Coalition voters showed sympathy for union and Labor Party TV advertisements claiming Howard's unpopular WorkChoices industrial laws were hurting working families, and reminding them of the six interest rate rises during Howard's watch.

On the other hand, Coalition advertising was essentially preaching only to the converted.

"This is not good news for the Coalition," Roy Morgan chief executive Michele Levine said.

The Government has not been helped by Health Minister Tony Abbott, who earlier in the campaign made headlines with a series of embarrassing gaffes.

Now he has made another - and in the crucial area of industrial relations, Labor has got hold of a video of Abbott this week telling a local electorate meeting that despite Government assurances to the contrary, workers' protections had by and large vanished under WorkChoices laws.

He said the best protection for a sacked worker was to find another job.

Nor did Howard need the latest report from the National Audit Office.

Reporting on the management of the Government's A$328 million regional projects fund, the office pictured Howard buying votes for the 2004 election through politically-directed grants that disregarded rules and guidelines.

Many grants were also made without proper assessment, against official advice and pushed through in a surge just before the election was announced.

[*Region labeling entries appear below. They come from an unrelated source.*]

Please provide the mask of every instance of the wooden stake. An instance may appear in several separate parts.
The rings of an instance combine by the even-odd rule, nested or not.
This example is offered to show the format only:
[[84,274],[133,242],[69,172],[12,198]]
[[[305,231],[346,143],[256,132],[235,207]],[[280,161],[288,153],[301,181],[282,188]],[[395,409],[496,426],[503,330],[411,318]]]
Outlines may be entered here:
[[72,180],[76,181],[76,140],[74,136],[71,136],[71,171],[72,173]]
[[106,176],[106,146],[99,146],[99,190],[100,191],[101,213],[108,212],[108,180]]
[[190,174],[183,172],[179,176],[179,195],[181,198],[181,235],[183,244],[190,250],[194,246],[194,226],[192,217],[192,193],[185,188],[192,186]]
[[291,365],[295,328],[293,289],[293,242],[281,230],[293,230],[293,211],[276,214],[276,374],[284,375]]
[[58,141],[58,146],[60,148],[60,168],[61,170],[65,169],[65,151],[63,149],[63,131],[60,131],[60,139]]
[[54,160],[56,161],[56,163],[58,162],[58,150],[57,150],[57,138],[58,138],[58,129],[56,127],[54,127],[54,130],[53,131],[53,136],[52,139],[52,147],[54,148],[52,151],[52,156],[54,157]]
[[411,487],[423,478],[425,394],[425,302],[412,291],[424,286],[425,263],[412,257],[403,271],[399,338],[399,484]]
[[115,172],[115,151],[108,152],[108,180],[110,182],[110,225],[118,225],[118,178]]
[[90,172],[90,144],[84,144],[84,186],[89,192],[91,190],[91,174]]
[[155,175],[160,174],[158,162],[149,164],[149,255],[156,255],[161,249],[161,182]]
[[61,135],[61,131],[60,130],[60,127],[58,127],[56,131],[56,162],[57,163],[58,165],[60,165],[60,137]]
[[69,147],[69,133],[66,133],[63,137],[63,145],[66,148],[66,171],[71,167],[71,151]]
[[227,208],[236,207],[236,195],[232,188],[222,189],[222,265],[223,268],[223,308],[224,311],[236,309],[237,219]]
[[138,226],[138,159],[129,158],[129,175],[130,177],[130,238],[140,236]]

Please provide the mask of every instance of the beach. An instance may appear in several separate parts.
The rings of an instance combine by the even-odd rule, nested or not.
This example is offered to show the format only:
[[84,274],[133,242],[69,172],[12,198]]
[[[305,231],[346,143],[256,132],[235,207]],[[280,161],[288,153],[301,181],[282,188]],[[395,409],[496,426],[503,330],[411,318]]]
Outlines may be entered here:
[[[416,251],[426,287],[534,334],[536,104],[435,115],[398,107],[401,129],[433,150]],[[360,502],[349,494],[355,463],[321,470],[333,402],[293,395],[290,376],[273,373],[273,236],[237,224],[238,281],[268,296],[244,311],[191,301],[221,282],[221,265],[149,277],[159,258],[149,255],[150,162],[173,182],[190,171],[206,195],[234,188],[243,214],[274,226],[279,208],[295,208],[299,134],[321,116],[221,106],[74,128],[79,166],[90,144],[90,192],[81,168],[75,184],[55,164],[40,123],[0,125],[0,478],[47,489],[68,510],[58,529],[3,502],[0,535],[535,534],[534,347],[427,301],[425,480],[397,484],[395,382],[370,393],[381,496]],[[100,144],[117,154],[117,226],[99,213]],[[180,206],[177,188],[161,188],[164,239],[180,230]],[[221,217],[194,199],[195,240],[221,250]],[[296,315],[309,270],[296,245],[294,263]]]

In the final working hours of the day before the Government went into caretaker mode for the campaign, one minister alone approved 16 grants totalling A$3.5 million within 50 minutes.

The report followed widespread condemnation of Howard's campaign spending spree and warnings that such Government spending would create new pressures on inflation and drive up interest rates.

Rudd used Howard's campaign launch pledges to hammer the prime minister's economic management - the Government's one real stronghold - putting Howard on the back foot for the rest of the week.

In contrast to Howard's spree, Rudd made promises of less than A$2 billion during his launch on Wednesday.